McCain’s dimming star

The China Post news staff

The superstitious Chinese tend to believe that every emperor, king, or potential ruler of a country has a star in the sky. An astrologer could tell the fate of such a potentate by star gazing. For example, Ma Ying-jeou’s star today is no doubt brighter than Chen Shui-bian’s. In the United States, John McCain’s star looks dimmer than Barack Obama’s, especially after the third and last debate on television between the two presidential candidates. McCain, 72, the Republican Party’s standard bearer, was rated as a loser to his Democratic rival Barack Obama, 47.

If McCain loses on Nov. 4, it will not be because his opponent was too strong. It would be hard for any Republican candidate to win the election after an eight-year, disastrous reign by a Republican president. The disgruntled voters are longing for change. The financial tsunami sweeping America and the rest of the world occurred on President George W. Bush’s watch.
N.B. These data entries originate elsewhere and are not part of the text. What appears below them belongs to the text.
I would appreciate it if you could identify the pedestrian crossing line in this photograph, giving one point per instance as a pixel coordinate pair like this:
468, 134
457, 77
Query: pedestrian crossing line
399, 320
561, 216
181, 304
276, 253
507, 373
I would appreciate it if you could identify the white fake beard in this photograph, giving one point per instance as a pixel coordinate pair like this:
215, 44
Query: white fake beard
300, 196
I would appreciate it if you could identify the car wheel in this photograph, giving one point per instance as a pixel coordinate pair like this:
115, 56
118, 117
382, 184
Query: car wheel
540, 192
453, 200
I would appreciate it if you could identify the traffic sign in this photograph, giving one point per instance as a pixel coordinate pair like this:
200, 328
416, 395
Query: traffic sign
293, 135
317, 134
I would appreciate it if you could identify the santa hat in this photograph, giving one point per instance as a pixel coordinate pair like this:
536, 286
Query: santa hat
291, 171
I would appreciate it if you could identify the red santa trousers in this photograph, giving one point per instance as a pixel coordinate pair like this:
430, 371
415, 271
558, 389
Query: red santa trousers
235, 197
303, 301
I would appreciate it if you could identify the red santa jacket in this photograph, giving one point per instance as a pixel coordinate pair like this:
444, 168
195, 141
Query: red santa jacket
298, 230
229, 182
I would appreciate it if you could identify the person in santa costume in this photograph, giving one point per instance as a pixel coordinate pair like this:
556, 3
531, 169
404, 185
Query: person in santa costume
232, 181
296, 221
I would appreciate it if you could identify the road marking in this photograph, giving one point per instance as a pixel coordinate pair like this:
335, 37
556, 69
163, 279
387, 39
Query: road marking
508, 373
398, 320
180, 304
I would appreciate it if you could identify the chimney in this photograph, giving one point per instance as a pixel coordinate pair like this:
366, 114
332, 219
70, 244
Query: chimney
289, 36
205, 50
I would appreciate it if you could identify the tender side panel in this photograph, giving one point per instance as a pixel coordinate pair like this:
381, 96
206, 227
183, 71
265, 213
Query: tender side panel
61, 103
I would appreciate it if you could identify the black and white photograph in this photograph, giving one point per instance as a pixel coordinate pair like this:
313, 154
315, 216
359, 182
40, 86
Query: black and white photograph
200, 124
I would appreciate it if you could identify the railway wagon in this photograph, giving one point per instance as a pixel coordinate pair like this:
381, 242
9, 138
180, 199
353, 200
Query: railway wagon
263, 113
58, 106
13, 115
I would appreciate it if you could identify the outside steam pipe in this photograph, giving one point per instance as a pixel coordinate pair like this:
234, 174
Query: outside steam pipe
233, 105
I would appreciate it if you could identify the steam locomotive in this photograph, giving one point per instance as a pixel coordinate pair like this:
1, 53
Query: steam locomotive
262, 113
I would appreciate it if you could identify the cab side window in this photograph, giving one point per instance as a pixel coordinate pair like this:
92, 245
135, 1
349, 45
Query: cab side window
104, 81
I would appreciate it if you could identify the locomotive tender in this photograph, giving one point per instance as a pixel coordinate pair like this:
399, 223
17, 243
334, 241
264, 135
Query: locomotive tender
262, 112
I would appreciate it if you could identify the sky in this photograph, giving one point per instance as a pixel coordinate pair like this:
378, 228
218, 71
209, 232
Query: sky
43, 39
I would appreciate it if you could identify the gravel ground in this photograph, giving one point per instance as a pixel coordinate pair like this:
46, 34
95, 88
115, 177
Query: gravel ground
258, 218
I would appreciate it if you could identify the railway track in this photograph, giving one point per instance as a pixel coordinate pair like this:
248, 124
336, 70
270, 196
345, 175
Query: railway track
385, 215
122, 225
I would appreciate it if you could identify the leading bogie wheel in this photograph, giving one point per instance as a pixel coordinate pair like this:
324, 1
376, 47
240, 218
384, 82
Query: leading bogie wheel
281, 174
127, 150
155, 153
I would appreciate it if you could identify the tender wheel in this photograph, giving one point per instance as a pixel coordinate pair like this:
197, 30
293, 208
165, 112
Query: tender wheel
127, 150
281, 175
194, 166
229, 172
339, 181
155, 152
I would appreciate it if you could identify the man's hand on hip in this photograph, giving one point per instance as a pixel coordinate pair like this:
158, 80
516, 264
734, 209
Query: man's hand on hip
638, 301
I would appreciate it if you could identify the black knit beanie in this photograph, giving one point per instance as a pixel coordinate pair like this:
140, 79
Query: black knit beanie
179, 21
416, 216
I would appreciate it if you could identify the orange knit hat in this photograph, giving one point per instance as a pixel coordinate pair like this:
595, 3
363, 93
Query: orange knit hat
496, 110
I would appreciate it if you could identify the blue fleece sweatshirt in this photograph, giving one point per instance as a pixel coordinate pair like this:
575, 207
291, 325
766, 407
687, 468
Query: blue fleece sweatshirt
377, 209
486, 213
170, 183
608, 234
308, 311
Who is to blame for the catastrophe? The simplistic answer is Bush and the GOP, whose laissez faire economic ideology is at the core of the financial storm. Obama’s appeal for “change”— change of regime, change of ideology, change of course — is irresistible. “Are you better off today than you were eight years ago?” How many voters would answer yes? “Can we afford four more years of the same?” Obama asked. Although McCain, the self-described “maverick” said “I am not Bush,” he cannot wash his hands clean because of his “original sin.” So, his star is dimming, even with the help of a bright star-running mate Sarah Palin, the young and attractive governor of Alaska.